The development of a solid treatment plan must incorporate the results of a diagnostic test. One way to incorporate all of the necessary components is to compose the plan using the cycle of change. The cycle of change states that there are five stages of change:

  • Precontemplation
  • Contemplation
  • Determination
  • Action
  • Maintenance

Precontemplation refers to the offender who has a limited understanding of why he or she commits deviant acts. Contemplation moves into acknowledging that a problem exists and desiring to change one’s behavior. Determination creates a change strategy, which identifies problems, as well as an action plan to change behavior. Action refers to the individual steps taken by the person to follow the action plan and maintain good behavior. Maintenance refers to the person exhibiting good behavior but not being completely rehabilitated.

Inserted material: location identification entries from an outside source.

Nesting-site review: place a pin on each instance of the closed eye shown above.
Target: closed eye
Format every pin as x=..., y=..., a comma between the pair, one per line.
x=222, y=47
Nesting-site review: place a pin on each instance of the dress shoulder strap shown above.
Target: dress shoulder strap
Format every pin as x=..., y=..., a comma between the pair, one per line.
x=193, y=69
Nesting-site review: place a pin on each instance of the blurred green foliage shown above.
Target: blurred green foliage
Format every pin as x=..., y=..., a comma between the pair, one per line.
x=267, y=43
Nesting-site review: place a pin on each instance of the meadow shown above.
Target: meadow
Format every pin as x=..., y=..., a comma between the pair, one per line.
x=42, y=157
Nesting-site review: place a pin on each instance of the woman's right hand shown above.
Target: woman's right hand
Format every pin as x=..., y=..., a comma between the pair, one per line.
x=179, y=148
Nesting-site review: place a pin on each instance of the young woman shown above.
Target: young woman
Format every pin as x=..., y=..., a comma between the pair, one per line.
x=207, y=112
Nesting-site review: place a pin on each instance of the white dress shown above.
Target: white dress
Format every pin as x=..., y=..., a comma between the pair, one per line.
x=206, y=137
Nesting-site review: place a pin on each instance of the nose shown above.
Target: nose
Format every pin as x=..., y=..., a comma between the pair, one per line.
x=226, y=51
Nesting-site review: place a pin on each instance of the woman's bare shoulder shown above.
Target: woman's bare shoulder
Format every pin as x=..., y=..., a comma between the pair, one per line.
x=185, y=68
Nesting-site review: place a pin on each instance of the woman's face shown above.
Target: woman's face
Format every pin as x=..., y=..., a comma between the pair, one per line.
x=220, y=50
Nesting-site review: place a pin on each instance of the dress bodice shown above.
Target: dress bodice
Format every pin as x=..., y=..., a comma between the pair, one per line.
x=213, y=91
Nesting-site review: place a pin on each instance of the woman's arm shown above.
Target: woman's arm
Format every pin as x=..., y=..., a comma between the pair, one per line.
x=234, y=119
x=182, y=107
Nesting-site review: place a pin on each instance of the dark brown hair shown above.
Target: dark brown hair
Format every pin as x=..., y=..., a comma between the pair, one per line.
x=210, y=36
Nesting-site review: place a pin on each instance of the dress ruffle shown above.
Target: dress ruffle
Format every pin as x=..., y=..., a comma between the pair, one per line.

Diagnostic criteria for substance abuse and dual diagnosis can be intertwined. It is important to discover whether the dependency is based on a preexisting mental illness that the client was medicating or that the symptoms of mental illness are the result of the use and abuse of substances. The Diagnostic and Statistical Manual of Mental Disorders outlines both the criteria for various substance-abuse disorders as well as mental illnesses. It is important to remember that this manual is for use by professionals due to the many nuances and overlapping issues. According to the DSM-IV-TR, it was written more as a tool for professionals to be able to speak to each other about common symptoms and illnesses in their clients rather than a cut and dried format to place a client in a box. This is clear due to the many editions that have come out over the years including DSM-V, which is currently in the works. This work is evolving as we learn more about the human psyche. However, some might say it is becoming increasingly inclusive to the point that someday it may include most of the population. The most important thing to note here is that the degree of mental illness falls along the lines of impairment in functioning. This is a key issue. Although many would argue that this is not necessarily important due to the ability, for example, of the functioning alcoholic to fulfill daily obligations. It does fit in with the current understanding that total abstinence is not likely because use and abuse of substances has been around for a long time. This follows the thought that all we can hope for is a decrease in the harm it causes to individuals and society as a whole.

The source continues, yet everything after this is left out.